The circuit board at the station immediately lit up. People stuck their heads out of windows and repeated his rant to anyone who would listen. Howard struck a nerve. 

Brampton might be mad as hell that Queen’s Park has killed the university, ignored our healthcare needs, and not responded to the LRT or all-day GO Train. But the silence is troubling. The engagement at town halls is faint. The zero turnout at Fenn-Seiling was beyond abysmal. The city in this city need a little Howard Beale in them. They need to march on Queen’s Park, with torches in hand. If that’s impractical, maybe we can practice our own modern-day version of the shout-out?

Get on your cellphones. Dial up our MPPs on the Ford team. Ask them why they ran for office? Tell them it’s time they earned their pay cheques and represented the interests of the people who put them in power – not those who have taken it from them. 

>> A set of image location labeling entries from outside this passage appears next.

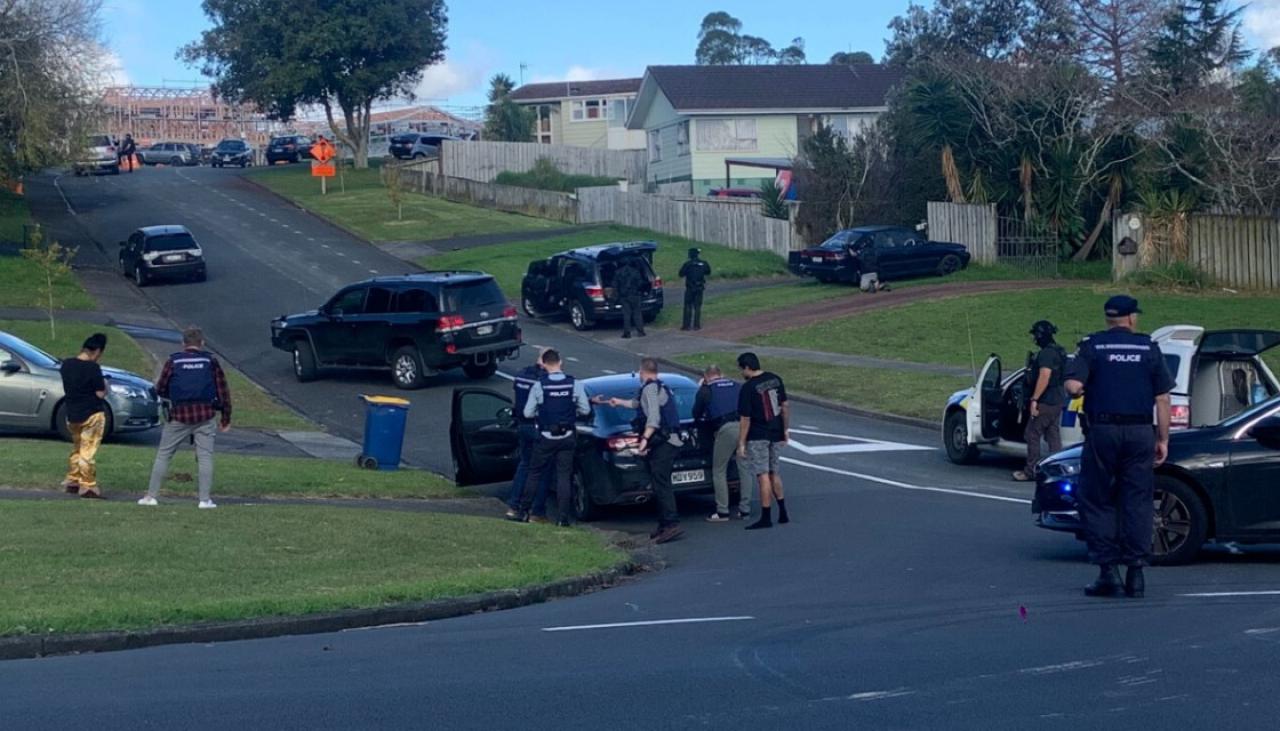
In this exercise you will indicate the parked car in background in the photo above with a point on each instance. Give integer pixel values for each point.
(31, 393)
(416, 145)
(161, 252)
(99, 155)
(415, 325)
(579, 283)
(901, 254)
(607, 470)
(165, 154)
(1216, 374)
(288, 149)
(232, 152)
(1219, 484)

It’s also time the mayor and council got straight with the public. 

Save the empty words about seeking out money from the provincial and federal governments for a “fully-funded” LRT. Nobody is eagerly awaiting the final configuration of our plan. They don’t care if it runs along, above or under Main Street. At the moment, we are pretty much on our own with all this – and we (and other cities) will have to deal with the man at Queen’s Park who thinks good governance is cutting off funding to families dealing with children with autism.

Maybe the Prime Minister is now scared just enough. The four remaining Liberal seats in this city might actually have to produce something for constituents if they want to help their party hang onto power, to the tune of a $30 million post-secondary education grant, or maybe some money for the potential $1.7 billion LRT, or how about some of the roughly $250 million needed to fix the downtown flood risk, what about the money for the stalled next phase of the Peel Memorial Wellness hospital, or even better, help to build a desperately needed second full-service hospital and while Mr. Trudeau’s at it, some money for proper commuter rail service in the country’s second fastest growing city, that happily accommodates newcomers under Ottawa’s generous immigration policy while other cities turn their back.

Sure, our taxpayers deserve more from Queen’s Park and Ottawa than they have received in the past. Yes, we laud any effort put forth to make this happen. But just be straight with us and stop the mindless chatter about how everything is good, and in the offing. We know better.

And please, ditch the smiley face press releases until there's something truly worth smiling about.

That last one could have been writ in water.